The following would have been impossible even seven years ago:

This week I sold the film/tv rights for a memoir that a major publisher took out-of-print in 2013. But because of the indie-publishing revolution, the author had made her memoir available in the digital realm. Because of that, it was discoverable by a major Oscar-winning director and producer who not only took an interest, but also optioned the rights for television.

Sounds like fiction, doesn’t it? Back in 2005, I met Kim Reid at the Pikes Peak Writers Conference in Colorado Springs. Kim had made a pitch appointment, but she pitched me a novel that didn’t sound right for my list. However, in the course of our conversation, I learned about her extraordinary childhood as the daughter of one of the lead detectives who helped solve the Atlanta child murders, committed by Wayne Williams in the seventies and eighties.

I immediately told her, “You need to write that. I could definitely sell it!” So she did, and I signed her as a client. It took sixteen months of dogged determination, and Kim surviving a slew of rejections, but I finally sold No Place Safe in June 2006.

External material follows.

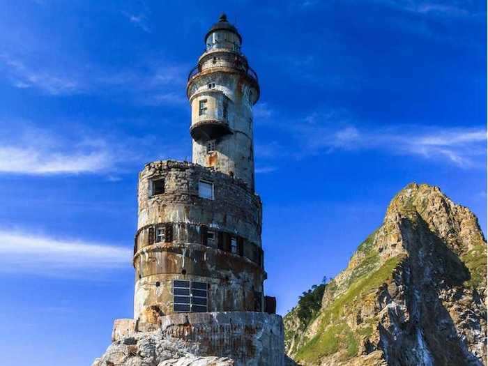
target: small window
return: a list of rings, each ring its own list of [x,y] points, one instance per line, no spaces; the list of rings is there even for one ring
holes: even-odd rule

Kensington Publishing did a lovely job with it. Good packaging. Wonderful editing. And then the book was published, and bookstores shelved it, oddly, in African American Studies rather than in biography, where it truly belonged. I can honestly say that the shelving diminished the book’s discoverability, as well as its ability to sell.

Heartbreaking. By 2013, the work was out-of-print, and the rights reverted to Kim.

Luckily, the digital revolution happened. So Kim, in partnership with NLA Digital LLC, indie published the memoir to give it a second chance at life. Director/producer John Ridley found it. Bought a copy. Read and loved it so much that he convinced ABC Studios to buy it for him.

Suddenly, a memoir that would have dropped completely from sight was saved by publishing’s digital transformation. This title now has a ton of exciting new possibilities unfolding.

This is why I love agenting in the digital age. Authors have so many more options available now. And this particular terrific story happened to a very worthy book!

Photo Credit: Alyssa L. Miller


Debut Authors Pass On the Inspiration

After listening to an amazing series of keynote presentations at the 2015 National conference of the Society of Children’s Book Writers and Illustrators (SCBWI), during which authors wear their hearts on their sleeves, I feel the need to pass on the inspiration!

From the Success Stories Panel:

  • Ten years from first conference to first book published. And when editing with a critique partner, editor, or agent, recognize and acknowledge the issue, and then find the fix that works for you, as it’s your story. —Anna Shinoda (author of Learning Not to Drown)
  • When you decide you want to be an author, you need to try for real. —Mike Curato (author of Little Elliot, Big City and Worm Loves Worm)
  • You have to show up every day, and a lot of what you create will stink. Don’t wait for perfection. —Lori Nichols (author of Maple and Maple & Willow Together)
  • Torment your character. Give him/her a goal and spend the next 70,000 words thwarting it. —Stacey Lee (author of Under a Painted Sky)
  • You don’t need to win an award to acknowledge your talent or become a published or successful author. —Martha Brockenbrough (author of The Game of Love and Death)

Writers, keep writing! Keep the faith, and as Kwame Alexander reminded us in his SCBWI 2015 closing keynote speech (“Six Basketball Rules of Publishing”), “You’ll miss 100-percent of the time if you never take the shot.”